Datensammlung und -analyse: 

Zwei Autoren, die unabhängig voneinander ausgewählt, die Studien zu überprüfen, die Gefahr von Verzerrungen und extrahiert relevanten Daten. Der primäre Überprüfung Ergebnis war mittelschweren oder schweren OHSS. Andere Ergebnisse waren Lebendgeburt, Schwangerschaft und unerwünschten Ereignissen. Wir kombinierten Daten zur Berechnung der gepoolten Peto Odds-Ratios (ORS) und 95% Konfidenzintervalle (KI) für jede Intervention. Statistische Heterogenität wurde unter Verwendung des I 2 Statistik. Wir bewertete die allgemeine Qualität der Beweise für jeden Vergleich mit QUALITÄT Methoden.

Hauptergebnisse: 

Wir haben neun RCTs (1867 Frauen eingeschlossen) Vergleichen von menschlichem Albumin (sieben RCTs) oder HES (zwei RCTs) oder Mannitol (einem RCT) im Vergleich zu Placebo oder keine Behandlung zur Vorbeugung eines OHSS. Die Beweise waren sehr geringe bis mäßige Qualität für alle Vergleiche. Die bedeutendsten Einschränkungen Ungenauigkeit waren, schlechte Berichterstattung der Studie Methoden, und blind Ergebnis Bewertung.

Es gab Hinweise auf eine positive Wirkung von intravenösem Albumin auf OHSS, obwohl Heterogenität beträchtlich war (Peto ODER 0.67 95% CI 0.47 bis sieben Studien, 1452 0.95, mit hohem Risiko für Frauen ² = 69%, sehr niedrige Qualität Beweise). Dies deutet darauf hin, dass, wenn die Rate der mittelschweren oder schweren OHSS ohne Behandlung ist 12%, wird es ungefähr 9% (6% to12%) mit der Verwendung von intravenösen Albumin. Allerdings gab es Hinweise auf eine schädigende Wirkung auf Trächtigkeit (Peto ODER 0.72 95% CI 0.55 an, I² = 42%, 0.94 sieben Studien mit hohem Risiko für Frauen, mäßiger 1069 Qualität Beweise). Dies deutet darauf hin, dass, wenn die Möglichkeit einer Schwangerschaft ist 40% ohne Behandlung, wird es ungefähr 32% (27% bis 38%) mit der Verwendung von Albumin.

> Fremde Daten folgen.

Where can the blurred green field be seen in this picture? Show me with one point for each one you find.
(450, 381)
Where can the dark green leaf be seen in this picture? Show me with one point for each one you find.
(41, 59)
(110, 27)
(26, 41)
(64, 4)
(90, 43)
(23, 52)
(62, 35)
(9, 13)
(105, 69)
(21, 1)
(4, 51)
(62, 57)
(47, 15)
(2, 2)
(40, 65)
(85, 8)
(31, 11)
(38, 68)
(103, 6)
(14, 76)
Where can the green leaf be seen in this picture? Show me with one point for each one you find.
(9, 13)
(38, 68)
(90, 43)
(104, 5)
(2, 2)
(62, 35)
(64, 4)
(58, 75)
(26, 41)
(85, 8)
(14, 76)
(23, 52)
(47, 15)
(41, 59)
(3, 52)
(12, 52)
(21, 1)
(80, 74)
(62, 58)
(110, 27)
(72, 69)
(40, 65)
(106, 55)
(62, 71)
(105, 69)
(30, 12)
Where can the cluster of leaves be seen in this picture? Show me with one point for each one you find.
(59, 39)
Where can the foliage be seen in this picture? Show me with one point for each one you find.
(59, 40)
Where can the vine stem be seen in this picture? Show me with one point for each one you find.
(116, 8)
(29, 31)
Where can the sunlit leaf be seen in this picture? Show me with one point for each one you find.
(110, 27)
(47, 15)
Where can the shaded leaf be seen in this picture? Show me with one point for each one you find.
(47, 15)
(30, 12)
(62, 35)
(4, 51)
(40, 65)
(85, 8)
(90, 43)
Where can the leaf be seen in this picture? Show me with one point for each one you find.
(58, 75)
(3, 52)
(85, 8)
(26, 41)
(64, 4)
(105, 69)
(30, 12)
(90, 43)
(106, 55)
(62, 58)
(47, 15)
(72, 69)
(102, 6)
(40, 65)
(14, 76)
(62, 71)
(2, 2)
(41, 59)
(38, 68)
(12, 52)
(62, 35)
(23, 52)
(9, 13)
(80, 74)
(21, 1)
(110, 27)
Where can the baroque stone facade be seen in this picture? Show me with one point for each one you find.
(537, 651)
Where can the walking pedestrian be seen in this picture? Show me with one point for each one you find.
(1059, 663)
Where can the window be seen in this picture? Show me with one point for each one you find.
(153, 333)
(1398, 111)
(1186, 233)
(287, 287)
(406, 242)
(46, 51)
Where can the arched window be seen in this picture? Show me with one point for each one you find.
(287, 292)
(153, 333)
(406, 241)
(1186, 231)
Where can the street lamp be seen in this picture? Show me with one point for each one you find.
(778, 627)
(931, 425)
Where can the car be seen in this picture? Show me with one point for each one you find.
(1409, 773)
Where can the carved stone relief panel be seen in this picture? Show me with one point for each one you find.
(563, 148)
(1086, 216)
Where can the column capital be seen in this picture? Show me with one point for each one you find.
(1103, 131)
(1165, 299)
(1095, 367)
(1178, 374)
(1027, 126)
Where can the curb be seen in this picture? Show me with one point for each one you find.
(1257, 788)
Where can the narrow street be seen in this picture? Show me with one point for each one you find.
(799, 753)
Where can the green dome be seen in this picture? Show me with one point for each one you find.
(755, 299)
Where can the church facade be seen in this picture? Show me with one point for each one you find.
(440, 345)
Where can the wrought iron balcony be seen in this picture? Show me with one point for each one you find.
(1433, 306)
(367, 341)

Es gab Hinweise auf eine positive Wirkung von HES auf OHSS (Peto ODER 0.27 95% CI 0.12, I ² = 0% 0.59,, zwei Studien, Frauen, sehr niedrige Qualität 272 Beweise). Dies deutet darauf hin, dass, wenn die Rate der mittelschweren oder schweren OHSS ohne Behandlung ist 16%, wird es ungefähr 5% (2% bis 10%) mit der Verwendung von HES. Es gab keinen Hinweis für einen Einfluss auf die Schwangerschaft (Peto ODER 1.20 95% CI 0.49, einer Studie, um 2.93 16 Frauen, sehr niedrige Qualität 8 Beweise).

Es gab Hinweise auf eine positive Wirkung von Mannitol auf OHSS (Peto ODER 0.38, 95% CI 0.22, um eine Studie, 226 0.64, Frauen mit PCOS, niedrige Qualität Beweise). Dies bedeutet, dass, wenn das Risiko einer mittelschweren oder schweren OHSS ohne Behandlung ist 52%, wird es ungefähr 29% (19% bis 41%) mit Mannitol. Es gab keinen Hinweis für einen Einfluss auf die Schwangerschaft (Peto ODER 0.85 95% CI 0.47 eine Studie, um 1.55; 226 Frauen, niedrige Qualität Beweise).

Live Geburtenraten wurden nicht in den Studien berichtet. Unerwünschte Ereignisse zu sein schien, sondern waren zu schlecht gelegentlich berichtet konkrete Schlussfolgerungen zu erreichen.

Übersetzung: 

Diese Zusammenfassung wurde am [2016/9/7 19:28:32] im Rahmen des EU-Projekts Health in my Language (www.himl.eu) maschinell übersetzt.

Tools
Information

Cochrane Kompakt ist ein Gemeinschaftsprojekt von Cochrane Schweiz, Cochrane Deutschland und Cochrane Österreich. Wir danken unseren Sponsoren und Unterstützern. Eine Übersicht finden Sie hier.